Two white co-workers often used the n-word in Carter’s presence. Plaintiff Carter complained. But, nothing changed.
After Ms. Carter reported the racist comments to GM Perkins, her hours were reduced and she was assigned to less lucrative areas of the night club. The situation reached a point where Plaintiff Carter had “almost no work at all.” Customers told Ms. Carter that they were told that if a black waitress came to them, they should say they were being helped by someone else. GM Perkins started to behave differently toward Carter. He would not talk to her. Once, he bumped into her, knocking her cell phone out of her hand. Ms. Carter came to work one day to find there were no tables for her. They had all been assigned to white waitresses. When she attempted to wait on someone she knew in the VIP section, she was prevented from entering by two security guards. But, two white waitresses were allowed to enter that same VIP section. The court decision does not explain when, but she filed a charge of discrimination with the EEOC at some point.
Ms. Carter told two managers that there was no point in her coming to work, if there were no tables for her to wait on. One manager replied that if she did not come work work, she would be abandoning her job. Carter then said she was resigning from her job. She amended her EEOC charge to show she quit because she had no work.

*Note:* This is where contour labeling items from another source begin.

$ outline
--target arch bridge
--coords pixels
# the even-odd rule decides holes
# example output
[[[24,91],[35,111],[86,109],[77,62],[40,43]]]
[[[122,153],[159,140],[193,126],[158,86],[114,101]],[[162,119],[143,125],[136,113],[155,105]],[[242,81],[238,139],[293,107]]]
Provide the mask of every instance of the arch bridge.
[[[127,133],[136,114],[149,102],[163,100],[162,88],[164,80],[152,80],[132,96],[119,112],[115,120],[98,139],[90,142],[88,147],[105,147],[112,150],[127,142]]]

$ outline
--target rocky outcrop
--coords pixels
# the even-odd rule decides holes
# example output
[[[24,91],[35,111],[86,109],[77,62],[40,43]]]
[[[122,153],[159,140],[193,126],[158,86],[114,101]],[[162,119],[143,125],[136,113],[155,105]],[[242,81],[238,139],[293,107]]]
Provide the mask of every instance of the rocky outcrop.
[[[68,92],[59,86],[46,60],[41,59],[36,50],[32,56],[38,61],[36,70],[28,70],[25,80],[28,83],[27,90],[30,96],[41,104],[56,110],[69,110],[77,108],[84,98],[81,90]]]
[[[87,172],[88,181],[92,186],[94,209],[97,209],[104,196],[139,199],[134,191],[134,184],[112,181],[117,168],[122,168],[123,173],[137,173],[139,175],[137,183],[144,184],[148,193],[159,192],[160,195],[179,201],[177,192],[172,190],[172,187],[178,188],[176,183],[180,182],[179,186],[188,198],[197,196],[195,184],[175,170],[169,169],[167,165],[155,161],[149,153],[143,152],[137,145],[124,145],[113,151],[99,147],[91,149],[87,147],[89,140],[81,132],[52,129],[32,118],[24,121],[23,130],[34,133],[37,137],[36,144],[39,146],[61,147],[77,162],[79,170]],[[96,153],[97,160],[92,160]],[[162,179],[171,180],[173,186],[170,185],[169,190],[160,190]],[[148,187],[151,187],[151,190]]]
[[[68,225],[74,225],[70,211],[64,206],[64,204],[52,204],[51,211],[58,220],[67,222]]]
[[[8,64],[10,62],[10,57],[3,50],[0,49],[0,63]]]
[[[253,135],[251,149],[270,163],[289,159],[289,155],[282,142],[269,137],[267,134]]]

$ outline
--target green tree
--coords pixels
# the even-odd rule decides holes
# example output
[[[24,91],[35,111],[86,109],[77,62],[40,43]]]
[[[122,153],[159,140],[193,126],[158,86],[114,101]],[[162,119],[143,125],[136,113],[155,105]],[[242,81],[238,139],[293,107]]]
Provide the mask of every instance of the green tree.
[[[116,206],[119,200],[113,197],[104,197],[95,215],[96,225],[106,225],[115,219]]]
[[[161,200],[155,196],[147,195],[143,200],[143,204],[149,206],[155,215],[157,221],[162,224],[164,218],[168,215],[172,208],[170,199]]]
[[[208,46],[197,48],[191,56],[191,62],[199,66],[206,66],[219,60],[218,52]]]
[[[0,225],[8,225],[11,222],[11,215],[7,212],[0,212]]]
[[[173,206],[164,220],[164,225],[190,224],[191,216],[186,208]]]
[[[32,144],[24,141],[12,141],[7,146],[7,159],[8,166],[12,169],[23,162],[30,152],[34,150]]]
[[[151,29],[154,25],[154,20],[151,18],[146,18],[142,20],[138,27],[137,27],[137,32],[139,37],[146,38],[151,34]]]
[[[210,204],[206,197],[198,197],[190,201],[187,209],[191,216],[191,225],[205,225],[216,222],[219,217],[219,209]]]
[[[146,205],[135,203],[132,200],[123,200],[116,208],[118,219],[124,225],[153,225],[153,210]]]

Plaintiff Carter filed suit. Foxy’s Cabaret filed a motion for summary judgment. The court noted that a constructive discharge occurs when the employer makes working conditions so intolerable that an employee feels compelled to resign. Foxy’s argued that constructive discharge cannot occur when an employee receives reduced work one night, or a series of nights. But, said the court, Carter’s hours were reduced starting when she complained to GM Perkins. The night club removed her from the bar and assigned her to tables. Carter said her hours were reduced and she was removed from the bar after she first complained about racism. The court rightly noted the discrepancy in testimony, making this not appropriate for summary judgment. The court denied the motion for summary judgment.